Gene Autry sang cowboy songs, rode a horse named Champion, and appeared in nearly a hundred films between 1934 and 1954. He was also a shrewd businessman who parlayed his entertainment career into radio stations, television, and eventually a baseball team. In 1988, near the end of his life, he founded a museum dedicated to the American West—not the mythologized West of his movies, but the actual, complicated, multi-cultural West that those movies had largely ignored. The Autry Museum of the American West is that institution's ongoing attempt to live up to that more honest ambition.
The Autry is located in Griffith Park, directly across from the Los Angeles Zoo, in a building that houses 21,000 objects in its Griffith Park collection: paintings, sculptures, costumes, textiles, firearms, tools, toys, musical instruments. The range reflects the breadth of the West's history—from Spanish mission artifacts to nineteenth-century cowboy gear to twentieth-century Indigenous art. The museum attracts about 150,000 visitors annually. In 2013, the Autry renovated its Parks Gallery, reorganizing its permanent collection around themes rather than chronology—Religion and Ritual, Land and Landscape, Migration and Movement—a decision that allowed objects from different eras and cultures to be displayed in conversation with each other.
In 2003, the Autry acquired the Southwest Museum of the American Indian, the oldest museum in Los Angeles, founded in 1907 by Charles Fletcher Lummis (its Mt. Washington building opened in 1914). The acquisition brought with it an extraordinary collection: 238,000 objects, including 14,000 baskets, 10,000 ceramic pieces, 6,300 textiles and weavings, and more than 1,100 pieces of jewelry. The collection represents indigenous peoples from Alaska to South America, with particular depth in the cultures of California and the Southwestern United States. The Autry's Native American collection is, by its own accounting, second only to the Smithsonian's National Museum of the American Indian in the United States. A separate resources center in Burbank includes a ritual space where Indigenous people can access collection items for ceremonial use.

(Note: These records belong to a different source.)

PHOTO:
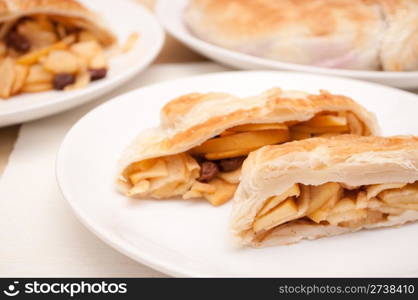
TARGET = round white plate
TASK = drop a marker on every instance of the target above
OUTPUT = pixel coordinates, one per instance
(170, 13)
(123, 18)
(191, 238)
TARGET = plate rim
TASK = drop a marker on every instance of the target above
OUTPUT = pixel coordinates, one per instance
(150, 260)
(190, 40)
(79, 97)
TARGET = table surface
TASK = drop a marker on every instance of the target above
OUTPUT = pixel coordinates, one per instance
(172, 52)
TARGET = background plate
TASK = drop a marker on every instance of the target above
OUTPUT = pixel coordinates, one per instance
(191, 238)
(170, 14)
(123, 18)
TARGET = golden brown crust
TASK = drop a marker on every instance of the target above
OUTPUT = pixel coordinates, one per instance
(342, 147)
(276, 104)
(10, 9)
(344, 34)
(254, 17)
(192, 119)
(352, 161)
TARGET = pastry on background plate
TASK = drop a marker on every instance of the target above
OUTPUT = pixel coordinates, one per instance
(50, 44)
(323, 187)
(198, 149)
(344, 34)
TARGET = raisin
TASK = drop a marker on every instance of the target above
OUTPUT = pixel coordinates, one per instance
(62, 80)
(96, 74)
(208, 171)
(17, 41)
(231, 164)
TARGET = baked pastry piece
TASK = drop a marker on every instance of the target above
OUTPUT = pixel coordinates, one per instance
(203, 139)
(347, 34)
(50, 44)
(323, 187)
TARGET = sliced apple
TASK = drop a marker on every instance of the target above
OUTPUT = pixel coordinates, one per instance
(325, 129)
(405, 195)
(274, 201)
(223, 192)
(159, 169)
(347, 216)
(257, 127)
(355, 125)
(322, 194)
(298, 135)
(277, 216)
(229, 154)
(323, 198)
(245, 140)
(34, 56)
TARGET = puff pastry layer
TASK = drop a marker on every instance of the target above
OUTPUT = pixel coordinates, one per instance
(202, 140)
(322, 187)
(347, 34)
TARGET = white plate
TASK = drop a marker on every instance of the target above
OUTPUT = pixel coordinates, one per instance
(124, 18)
(191, 238)
(170, 13)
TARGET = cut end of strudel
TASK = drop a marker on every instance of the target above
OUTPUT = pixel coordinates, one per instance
(203, 139)
(323, 187)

Since 1995, the Autry has hosted Native Voices at the Autry, which the museum describes as the only equity theater in the country solely dedicated to producing new works by Native American, Alaska Native, and First Nation playwrights. Randy Reinholz, a member of Oklahoma's Choctaw Nation, and his wife Jean Bruce Scott have led the program for twenty years. Native Voices has produced more than 34 full productions and gone on more than 20 tours, with 23 new play festivals and work by 13 Native playwrights. The program exists because the Autry decided, early in its history, that the story of the American West could not be told responsibly without centering the voices of the people who were there before the settlers, and who are still here.
Gene Autry died in 1998, ten years after founding the museum. The institution he created has evolved considerably from what a singing cowboy of the 1940s might have initially imagined. It has hosted Indigenous Pride LA events, presented contemporary art alongside historical artifacts, and built programming that regularly interrogates the mythologies of westward expansion rather than celebrating them uncritically. The museum's own collection includes the iconic painting American Progress by John Gast (1872), which depicts Manifest Destiny as a luminous female figure stringing telegraph wire across the continent while Native people and wildlife flee before her. The Autry doesn't hide the painting. It contextualizes it. That, in miniature, is what the museum does.
Located at 34.15°N, 118.28°W in Griffith Park, Los Angeles. The museum sits at the eastern edge of the park, adjacent to the Los Angeles Zoo. From the air at 2,000–3,000 feet MSL, Griffith Park appears as a large green expanse on the northern edge of metropolitan Los Angeles, with the Autry visible near its eastern entrance on Crystal Springs Drive. Nearest airports: KBUR (Burbank-Bob Hope, ~4 miles north), KVNY (Van Nuys, ~7 miles northwest).